Beitragvon Brummelbärchen » Mo 4. Dez 2006, 10:52

Gregor hat geschrieben:Sieht das dann so aus, das der Mieter die Miete plus NK auf den "Titulo einzahlt", und dann der Vermieter daraus die Miete jeden Monat bekommt? Oder musst Du dann die Miete extra noch zahlen, und der ganze Titulo bleibt als Sicherheit in voller Höhe bestehen? Und eine Kaution im eigenlichen Sinne ist es dann ja nicht, denn wenn Du ausziehst und alles verwüstet ist hat der Vermieter ja nur die Miete, und kann sich nicht aus der vereinbarten Kaution bedienen.

Dieser 'Título de Capitalizaçõ' ist vergleichbar mit einer Festgeldanlage zu einem vorher festgelegtem Zins und mit fixer Laufzeit.
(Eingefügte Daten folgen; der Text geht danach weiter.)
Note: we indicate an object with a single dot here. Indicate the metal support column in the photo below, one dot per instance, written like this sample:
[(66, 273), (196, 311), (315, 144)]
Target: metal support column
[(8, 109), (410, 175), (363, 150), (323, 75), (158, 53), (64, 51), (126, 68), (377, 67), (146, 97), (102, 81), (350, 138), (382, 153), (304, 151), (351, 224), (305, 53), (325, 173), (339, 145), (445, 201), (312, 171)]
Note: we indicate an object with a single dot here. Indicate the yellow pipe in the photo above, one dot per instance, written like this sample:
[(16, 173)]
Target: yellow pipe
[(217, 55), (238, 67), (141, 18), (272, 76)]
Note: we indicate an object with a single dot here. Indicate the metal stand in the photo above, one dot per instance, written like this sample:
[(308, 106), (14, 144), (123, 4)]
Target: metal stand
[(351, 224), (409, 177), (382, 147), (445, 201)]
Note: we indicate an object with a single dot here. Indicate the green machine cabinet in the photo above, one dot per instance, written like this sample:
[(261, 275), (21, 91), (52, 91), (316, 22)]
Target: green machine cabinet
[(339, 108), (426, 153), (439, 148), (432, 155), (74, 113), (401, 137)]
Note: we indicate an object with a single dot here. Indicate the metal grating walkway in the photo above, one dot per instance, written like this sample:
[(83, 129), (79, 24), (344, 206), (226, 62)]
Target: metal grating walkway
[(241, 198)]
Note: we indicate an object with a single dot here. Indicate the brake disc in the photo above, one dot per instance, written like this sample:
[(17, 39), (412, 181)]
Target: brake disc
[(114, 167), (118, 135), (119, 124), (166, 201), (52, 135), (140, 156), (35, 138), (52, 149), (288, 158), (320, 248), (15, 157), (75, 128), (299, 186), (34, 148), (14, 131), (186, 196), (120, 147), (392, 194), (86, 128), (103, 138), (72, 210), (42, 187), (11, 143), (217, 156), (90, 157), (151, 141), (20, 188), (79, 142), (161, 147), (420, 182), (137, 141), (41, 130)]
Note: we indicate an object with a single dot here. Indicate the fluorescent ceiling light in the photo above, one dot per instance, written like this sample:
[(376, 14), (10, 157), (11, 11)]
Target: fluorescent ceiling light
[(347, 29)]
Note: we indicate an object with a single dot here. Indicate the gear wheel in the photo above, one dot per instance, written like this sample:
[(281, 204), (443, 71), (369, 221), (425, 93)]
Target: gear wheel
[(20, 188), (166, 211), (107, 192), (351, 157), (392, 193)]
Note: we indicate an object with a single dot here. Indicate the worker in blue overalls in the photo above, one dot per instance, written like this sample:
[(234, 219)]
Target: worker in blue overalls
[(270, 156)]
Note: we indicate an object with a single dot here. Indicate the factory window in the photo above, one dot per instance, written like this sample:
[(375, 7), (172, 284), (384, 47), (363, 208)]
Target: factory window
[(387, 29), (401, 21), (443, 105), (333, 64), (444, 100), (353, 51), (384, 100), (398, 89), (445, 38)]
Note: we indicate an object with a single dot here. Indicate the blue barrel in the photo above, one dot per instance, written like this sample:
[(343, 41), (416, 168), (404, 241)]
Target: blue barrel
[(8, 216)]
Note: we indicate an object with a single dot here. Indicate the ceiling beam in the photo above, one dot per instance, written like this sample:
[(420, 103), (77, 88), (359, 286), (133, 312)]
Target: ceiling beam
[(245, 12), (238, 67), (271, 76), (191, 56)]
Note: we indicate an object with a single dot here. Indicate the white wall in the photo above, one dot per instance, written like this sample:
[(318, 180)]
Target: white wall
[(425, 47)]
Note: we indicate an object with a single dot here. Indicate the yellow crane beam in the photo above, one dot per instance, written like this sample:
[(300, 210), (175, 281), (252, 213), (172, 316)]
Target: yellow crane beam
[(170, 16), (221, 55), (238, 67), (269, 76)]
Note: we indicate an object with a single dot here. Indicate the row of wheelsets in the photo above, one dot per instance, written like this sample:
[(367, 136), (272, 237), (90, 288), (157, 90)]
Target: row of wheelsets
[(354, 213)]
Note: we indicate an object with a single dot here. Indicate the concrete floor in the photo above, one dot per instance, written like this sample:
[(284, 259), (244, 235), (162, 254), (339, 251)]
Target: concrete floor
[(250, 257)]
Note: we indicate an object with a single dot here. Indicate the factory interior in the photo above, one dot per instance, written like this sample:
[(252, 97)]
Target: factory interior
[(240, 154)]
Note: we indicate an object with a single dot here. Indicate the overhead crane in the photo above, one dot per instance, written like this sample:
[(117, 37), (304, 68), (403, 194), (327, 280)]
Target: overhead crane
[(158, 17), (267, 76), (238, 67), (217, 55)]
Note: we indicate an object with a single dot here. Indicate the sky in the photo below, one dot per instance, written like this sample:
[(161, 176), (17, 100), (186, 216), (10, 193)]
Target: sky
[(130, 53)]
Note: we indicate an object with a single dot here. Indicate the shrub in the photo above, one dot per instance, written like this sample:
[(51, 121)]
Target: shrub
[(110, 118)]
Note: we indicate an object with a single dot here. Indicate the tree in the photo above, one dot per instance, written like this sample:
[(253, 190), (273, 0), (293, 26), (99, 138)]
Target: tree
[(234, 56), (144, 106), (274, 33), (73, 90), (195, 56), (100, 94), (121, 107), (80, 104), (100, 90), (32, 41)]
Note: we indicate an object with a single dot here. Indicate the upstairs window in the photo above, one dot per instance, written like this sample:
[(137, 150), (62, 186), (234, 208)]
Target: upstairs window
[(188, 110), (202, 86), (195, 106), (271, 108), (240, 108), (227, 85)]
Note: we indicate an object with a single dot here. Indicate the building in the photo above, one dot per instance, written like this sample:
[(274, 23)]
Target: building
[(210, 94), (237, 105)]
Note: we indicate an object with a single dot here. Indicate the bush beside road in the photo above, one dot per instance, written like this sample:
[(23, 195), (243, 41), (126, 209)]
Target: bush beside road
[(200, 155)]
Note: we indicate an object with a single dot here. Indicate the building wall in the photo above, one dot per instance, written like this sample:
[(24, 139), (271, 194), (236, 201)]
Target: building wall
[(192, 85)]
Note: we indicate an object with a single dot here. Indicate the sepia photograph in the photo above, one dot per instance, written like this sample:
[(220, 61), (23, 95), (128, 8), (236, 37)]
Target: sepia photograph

Von der Funktion her ist er ähnlich wie ein Mietzinsdepot-Konto in der Schweiz. Der Vermieter hat nur dann Zugriff darauf, wenn Du den Mietvertrag brichst (zB die Miete nicht bezahlst) und er daraus Forderungen ableiten kann. Deine Miete, Nebenkosten etc. bezahlst Du separat, hat nichts direkt damit zu tun.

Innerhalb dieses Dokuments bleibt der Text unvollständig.